Re: Something is broken in repack

Linus Torvalds <torvalds@xxxxxxxxxxxxxxxxxxxx> · Tue, 11 Dec 2007 11:17:08 -0800 (PST)

On Tue, 11 Dec 2007, Jon Smirl wrote:
> >
> > So if you want to use more threads, that _forces_ you to have a bigger
> > memory footprint, simply because you have more "live" objects that you
> > work on. Normally, that isn't much of a problem, since most source files
> > are small, but if you have a few deep delta chains on big files, both the
> > delta chain itself is going to use memory (you may have limited the size
> > of the cache, but it's still needed for the actual delta generation, so
> > it's not like the memory usage went away).
> 
> This makes sense. Those runs that blew up to 4.5GB were a combination
> of this effect and fragmentation in the gcc allocator. Google
> allocator appears to be much better at controlling fragmentation.

Yes. I think we do have some case where we simply keep a lot of objects 
around, and if we are talking reasonably large deltas, we'll have the 
whole delta-chain in memory just to unpack one single object.

The delta cache size limits kick in only when we explicitly cache old 
delta results (in case they will be re-used, which is rather common), it 
doesn't affect the normal "I'm using this data right now" case at all.

And then fragmentation makes it much much worse. Since the allocation 
patterns aren't nice (they are pretty random and depend on just the sizes 
of the objects), and the lifetimes aren't always nicely nested _either_ 
(they become more so when you disable the cache entirely, but that's just 
death for performance), I'm not surprised that there can be memory 
allocators that end up having some issues.

> Is there a reasonable scheme to force the chains to only be loaded
> once and then shared between worker threads? The memory blow up
> appears to be directly correlated with chain length.

The worker threads explicitly avoid touching the same objects, and no, you 
definitely don't want to explode the chains globally once, because the 
whole point is that we do fit 15 years worth of history into 300MB of 
pack-file thanks to having a very dense representation. The "loaded once" 
part is the mmap'ing of the pack-file into memory, but if you were to 
actually then try to expand the chains, you'd be talking about many *many* 
more gigabytes of memory than you already see used ;)

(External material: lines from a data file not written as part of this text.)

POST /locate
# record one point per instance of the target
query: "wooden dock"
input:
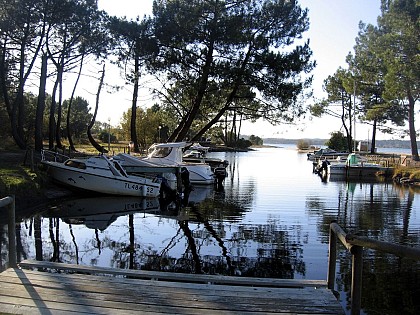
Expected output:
(38, 287)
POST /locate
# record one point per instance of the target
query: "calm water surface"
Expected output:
(270, 220)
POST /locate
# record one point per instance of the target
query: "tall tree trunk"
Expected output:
(133, 129)
(96, 145)
(411, 126)
(71, 144)
(200, 93)
(40, 107)
(52, 125)
(6, 99)
(60, 101)
(373, 144)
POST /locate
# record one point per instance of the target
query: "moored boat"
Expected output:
(170, 155)
(356, 166)
(101, 175)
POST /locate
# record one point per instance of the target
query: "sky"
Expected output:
(334, 25)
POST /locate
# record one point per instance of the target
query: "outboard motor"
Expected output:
(220, 175)
(185, 178)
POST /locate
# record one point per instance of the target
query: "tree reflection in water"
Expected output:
(261, 224)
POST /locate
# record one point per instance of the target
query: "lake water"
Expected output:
(271, 219)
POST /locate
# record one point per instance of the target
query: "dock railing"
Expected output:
(9, 203)
(355, 245)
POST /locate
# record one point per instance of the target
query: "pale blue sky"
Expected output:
(334, 25)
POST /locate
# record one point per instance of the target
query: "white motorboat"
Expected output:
(355, 166)
(102, 175)
(170, 155)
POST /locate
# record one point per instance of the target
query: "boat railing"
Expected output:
(49, 155)
(355, 244)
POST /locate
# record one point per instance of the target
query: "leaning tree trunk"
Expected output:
(373, 144)
(71, 144)
(60, 101)
(133, 129)
(411, 126)
(95, 144)
(40, 107)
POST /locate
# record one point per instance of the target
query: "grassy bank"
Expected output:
(19, 180)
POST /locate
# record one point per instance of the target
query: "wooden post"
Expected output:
(356, 279)
(332, 256)
(9, 202)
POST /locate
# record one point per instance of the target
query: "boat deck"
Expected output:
(71, 289)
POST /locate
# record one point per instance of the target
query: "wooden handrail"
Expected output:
(355, 245)
(9, 202)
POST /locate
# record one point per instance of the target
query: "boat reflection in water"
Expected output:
(99, 212)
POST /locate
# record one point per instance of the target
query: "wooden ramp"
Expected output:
(71, 289)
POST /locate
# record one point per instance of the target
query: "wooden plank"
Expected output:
(153, 288)
(180, 277)
(38, 292)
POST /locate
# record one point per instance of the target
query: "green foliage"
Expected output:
(337, 141)
(80, 116)
(216, 56)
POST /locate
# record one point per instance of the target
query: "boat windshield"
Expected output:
(161, 152)
(75, 164)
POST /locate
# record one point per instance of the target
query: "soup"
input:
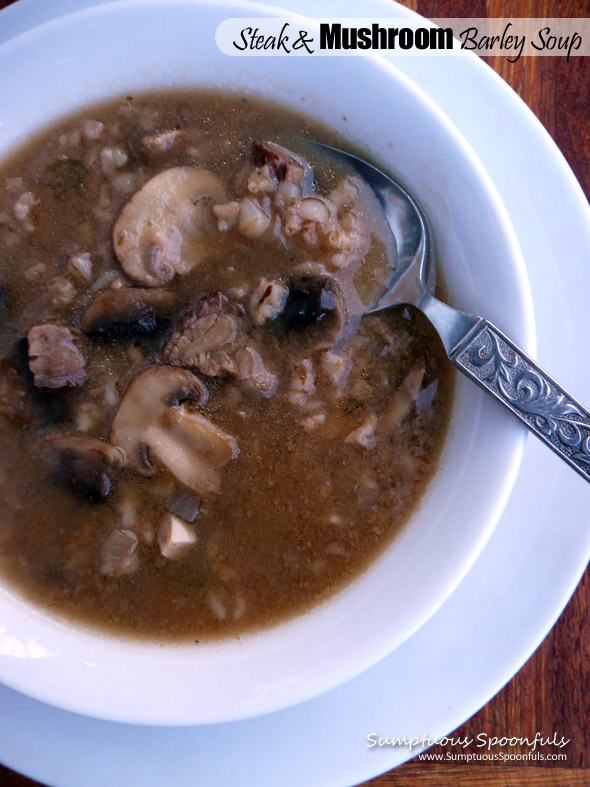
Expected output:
(199, 434)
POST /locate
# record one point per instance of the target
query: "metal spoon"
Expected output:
(475, 346)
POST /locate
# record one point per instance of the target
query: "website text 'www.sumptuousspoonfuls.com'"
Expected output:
(479, 749)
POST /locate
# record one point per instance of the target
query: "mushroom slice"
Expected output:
(315, 307)
(85, 464)
(175, 537)
(127, 311)
(118, 555)
(155, 425)
(402, 401)
(202, 434)
(165, 228)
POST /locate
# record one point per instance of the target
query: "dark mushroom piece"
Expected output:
(127, 312)
(314, 305)
(285, 164)
(86, 465)
(54, 358)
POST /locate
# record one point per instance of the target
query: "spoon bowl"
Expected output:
(476, 347)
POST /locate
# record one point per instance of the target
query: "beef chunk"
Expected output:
(54, 359)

So what you actually want to do is to just re-use already packed delta 
chains directly, which is what we normally do. But you are explicitly 
looking at the "--no-reuse-delta" (aka "git repack -f") case, which is why 
it then blows up.

I'm sure we can find places to improve. But I would like to re-iterate the 
statement that you're kind of doing a "don't do that then" case which is 
really - by design - meant to be done once and never again, and is using 
resources - again, pretty much by design - wildly inappropriately just to 
get an initial packing done.

> That may account for the threaded version needing an extra 20 minutes
> CPU time.  An extra 12% of CPU seems like too much overhead for
> threading. Just letting a couple of those long chain compressions be
> done twice

Well, Nico pointed out that those things should all be thread-private 
data, so no, the race isn't there (unless there's some other bug there).

> I agree, this problem only occurs when people import giant
> repositories. But every time someone hits these problems they declare
> git to be screwed up and proceed to thrash it in their blogs.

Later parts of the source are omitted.